After St. Louis nursing home closes, will others shut down?

Northview Village Nursing Home in north St. Louis abruptly closed last weekend after years of declined revenue and reduced profitability. This closure led to chaos in relocating residents and laying off workers without any prior warning. Industry insiders believe that this situation is an extreme example of the long-standing problems faced by the nursing home industry, with similar financial pressures affecting other facilities in the region.
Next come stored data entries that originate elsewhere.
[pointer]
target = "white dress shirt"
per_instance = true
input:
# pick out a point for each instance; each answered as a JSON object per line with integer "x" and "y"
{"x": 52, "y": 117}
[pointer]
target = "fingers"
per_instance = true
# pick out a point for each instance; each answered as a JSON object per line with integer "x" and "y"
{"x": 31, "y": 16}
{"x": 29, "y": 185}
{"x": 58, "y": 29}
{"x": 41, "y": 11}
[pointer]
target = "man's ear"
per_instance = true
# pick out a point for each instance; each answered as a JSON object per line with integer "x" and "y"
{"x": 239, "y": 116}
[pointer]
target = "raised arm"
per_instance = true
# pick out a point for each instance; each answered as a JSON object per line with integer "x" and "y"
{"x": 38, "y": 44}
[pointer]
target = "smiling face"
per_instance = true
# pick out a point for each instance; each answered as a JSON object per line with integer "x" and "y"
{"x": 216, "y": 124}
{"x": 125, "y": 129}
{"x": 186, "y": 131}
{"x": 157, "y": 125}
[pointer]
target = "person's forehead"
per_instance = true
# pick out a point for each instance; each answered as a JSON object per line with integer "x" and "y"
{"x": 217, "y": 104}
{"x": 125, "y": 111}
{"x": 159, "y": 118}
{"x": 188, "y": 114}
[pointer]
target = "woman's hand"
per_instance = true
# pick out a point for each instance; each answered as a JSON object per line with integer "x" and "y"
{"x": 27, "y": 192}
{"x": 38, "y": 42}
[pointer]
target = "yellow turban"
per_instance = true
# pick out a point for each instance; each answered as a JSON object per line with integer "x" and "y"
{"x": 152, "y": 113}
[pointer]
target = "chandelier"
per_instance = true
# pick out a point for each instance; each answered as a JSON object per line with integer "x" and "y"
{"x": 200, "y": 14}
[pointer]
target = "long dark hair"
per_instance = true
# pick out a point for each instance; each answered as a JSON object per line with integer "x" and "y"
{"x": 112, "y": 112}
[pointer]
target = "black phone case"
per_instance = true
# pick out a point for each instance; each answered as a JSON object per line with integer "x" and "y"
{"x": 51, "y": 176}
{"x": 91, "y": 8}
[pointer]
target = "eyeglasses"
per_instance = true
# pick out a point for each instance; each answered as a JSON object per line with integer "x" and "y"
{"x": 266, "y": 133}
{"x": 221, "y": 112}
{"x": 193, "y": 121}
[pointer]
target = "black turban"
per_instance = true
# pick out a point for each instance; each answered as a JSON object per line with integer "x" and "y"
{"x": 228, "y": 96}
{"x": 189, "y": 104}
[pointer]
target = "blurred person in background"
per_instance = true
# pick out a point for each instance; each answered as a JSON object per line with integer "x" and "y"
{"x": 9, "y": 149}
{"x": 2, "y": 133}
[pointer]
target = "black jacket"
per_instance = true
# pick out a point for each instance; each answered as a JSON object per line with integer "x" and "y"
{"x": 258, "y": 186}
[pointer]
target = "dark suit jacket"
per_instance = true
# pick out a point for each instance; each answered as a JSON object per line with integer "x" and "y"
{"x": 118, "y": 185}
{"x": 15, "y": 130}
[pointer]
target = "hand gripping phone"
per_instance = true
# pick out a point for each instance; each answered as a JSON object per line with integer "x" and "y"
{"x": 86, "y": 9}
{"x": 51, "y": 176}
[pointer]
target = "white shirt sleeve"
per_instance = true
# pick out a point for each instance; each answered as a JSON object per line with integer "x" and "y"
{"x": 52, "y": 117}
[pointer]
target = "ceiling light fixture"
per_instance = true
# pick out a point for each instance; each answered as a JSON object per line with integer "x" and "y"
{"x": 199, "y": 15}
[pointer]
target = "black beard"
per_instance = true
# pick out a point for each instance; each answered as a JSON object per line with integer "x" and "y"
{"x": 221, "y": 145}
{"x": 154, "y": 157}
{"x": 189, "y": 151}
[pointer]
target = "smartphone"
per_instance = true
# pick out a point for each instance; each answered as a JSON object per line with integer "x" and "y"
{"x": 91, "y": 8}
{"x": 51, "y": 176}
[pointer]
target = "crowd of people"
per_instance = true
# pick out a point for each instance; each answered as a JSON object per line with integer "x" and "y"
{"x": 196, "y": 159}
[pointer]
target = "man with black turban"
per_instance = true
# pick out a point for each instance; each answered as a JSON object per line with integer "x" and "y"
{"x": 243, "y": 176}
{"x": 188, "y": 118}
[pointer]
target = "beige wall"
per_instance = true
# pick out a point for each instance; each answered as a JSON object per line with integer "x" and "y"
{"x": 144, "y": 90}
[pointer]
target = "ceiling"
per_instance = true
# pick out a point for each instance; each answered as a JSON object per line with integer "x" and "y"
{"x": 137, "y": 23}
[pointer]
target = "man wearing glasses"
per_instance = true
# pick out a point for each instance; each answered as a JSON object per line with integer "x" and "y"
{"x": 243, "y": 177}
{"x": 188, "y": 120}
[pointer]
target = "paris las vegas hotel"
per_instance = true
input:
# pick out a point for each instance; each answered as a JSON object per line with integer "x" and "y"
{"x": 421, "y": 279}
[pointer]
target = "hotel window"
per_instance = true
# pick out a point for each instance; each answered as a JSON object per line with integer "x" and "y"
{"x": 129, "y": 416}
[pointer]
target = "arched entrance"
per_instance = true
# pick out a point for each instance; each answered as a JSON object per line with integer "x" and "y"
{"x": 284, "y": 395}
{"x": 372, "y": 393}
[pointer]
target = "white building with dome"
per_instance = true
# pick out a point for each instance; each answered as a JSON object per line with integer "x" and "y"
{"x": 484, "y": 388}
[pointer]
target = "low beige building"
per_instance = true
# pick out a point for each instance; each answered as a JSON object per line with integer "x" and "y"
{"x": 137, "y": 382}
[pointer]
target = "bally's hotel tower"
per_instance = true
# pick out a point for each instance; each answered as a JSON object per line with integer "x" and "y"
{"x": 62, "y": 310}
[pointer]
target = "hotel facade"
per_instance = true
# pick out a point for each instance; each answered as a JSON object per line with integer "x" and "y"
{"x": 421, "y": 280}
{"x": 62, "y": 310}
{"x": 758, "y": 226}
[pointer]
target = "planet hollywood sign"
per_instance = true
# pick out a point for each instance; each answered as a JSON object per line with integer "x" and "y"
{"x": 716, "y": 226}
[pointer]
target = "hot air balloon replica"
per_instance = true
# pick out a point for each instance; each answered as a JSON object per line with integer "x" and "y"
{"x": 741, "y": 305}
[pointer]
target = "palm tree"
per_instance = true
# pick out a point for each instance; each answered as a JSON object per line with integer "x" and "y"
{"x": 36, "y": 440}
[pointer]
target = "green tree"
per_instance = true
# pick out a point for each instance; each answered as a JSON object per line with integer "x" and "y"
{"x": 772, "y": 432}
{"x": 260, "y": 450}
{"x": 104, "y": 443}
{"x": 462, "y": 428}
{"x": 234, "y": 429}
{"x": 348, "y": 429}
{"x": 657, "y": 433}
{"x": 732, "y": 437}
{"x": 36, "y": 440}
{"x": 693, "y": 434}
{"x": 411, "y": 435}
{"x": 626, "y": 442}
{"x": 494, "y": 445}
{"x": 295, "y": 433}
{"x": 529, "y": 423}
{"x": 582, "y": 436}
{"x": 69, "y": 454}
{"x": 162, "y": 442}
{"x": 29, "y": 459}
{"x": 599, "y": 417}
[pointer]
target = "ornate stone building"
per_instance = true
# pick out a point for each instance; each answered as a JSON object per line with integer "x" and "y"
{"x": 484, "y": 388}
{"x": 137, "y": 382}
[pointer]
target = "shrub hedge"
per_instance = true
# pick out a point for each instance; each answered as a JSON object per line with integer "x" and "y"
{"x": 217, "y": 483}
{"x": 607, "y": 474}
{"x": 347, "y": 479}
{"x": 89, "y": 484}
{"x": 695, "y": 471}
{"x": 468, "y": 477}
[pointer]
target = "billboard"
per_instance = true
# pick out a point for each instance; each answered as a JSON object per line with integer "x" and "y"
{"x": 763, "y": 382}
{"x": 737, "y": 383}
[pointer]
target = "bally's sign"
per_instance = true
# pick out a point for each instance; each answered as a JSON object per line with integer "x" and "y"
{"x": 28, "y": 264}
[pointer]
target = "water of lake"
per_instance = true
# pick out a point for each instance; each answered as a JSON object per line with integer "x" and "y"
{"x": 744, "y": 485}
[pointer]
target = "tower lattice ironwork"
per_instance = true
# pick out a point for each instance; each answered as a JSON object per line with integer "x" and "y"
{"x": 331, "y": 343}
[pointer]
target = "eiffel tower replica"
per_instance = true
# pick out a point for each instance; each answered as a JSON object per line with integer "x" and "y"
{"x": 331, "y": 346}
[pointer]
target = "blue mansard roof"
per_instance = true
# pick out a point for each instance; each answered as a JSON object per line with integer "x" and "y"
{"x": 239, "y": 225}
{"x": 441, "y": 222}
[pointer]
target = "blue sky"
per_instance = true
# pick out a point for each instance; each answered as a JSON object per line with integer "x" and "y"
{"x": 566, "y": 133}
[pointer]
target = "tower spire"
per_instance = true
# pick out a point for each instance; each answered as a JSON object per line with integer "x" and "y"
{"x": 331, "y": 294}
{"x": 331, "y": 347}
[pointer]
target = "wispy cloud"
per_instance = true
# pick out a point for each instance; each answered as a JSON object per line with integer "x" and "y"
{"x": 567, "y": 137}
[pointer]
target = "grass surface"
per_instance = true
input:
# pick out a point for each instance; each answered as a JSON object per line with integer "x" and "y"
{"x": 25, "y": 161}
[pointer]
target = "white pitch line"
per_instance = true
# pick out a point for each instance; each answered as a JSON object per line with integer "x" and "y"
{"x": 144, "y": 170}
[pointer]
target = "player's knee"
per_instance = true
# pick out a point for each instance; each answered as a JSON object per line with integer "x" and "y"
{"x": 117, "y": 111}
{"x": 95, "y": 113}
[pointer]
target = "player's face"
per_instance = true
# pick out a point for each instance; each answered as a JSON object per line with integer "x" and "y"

The closure was particularly devastating for facilities that primarily serve Medicaid recipients, as these operators have always faced the most financial pressure due to lower Medicaid reimbursements. The COVID-19 pandemic only exacerbated these challenges as people who had the option to leave nursing homes did so, leading to declining resident counts and revenue.

The owner of Northview placed the blame on the government, stating that Missouri was not paying enough to keep the facility running. Records show that while the facility’s operational costs continued to rise, the number of residents steadily declined. The closure of Northview without notice raised concerns, and industry experts emphasized the need for transparency and financial accountability from nursing home owners.

Other nursing homes operated by the same company also face similarly low ratings from CMS, with three of them receiving one-star ratings and the remaining three receiving two-star ratings. The future outlook for the nursing home industry in the area remains uncertain, with concerns about more facilities facing closure in the coming years.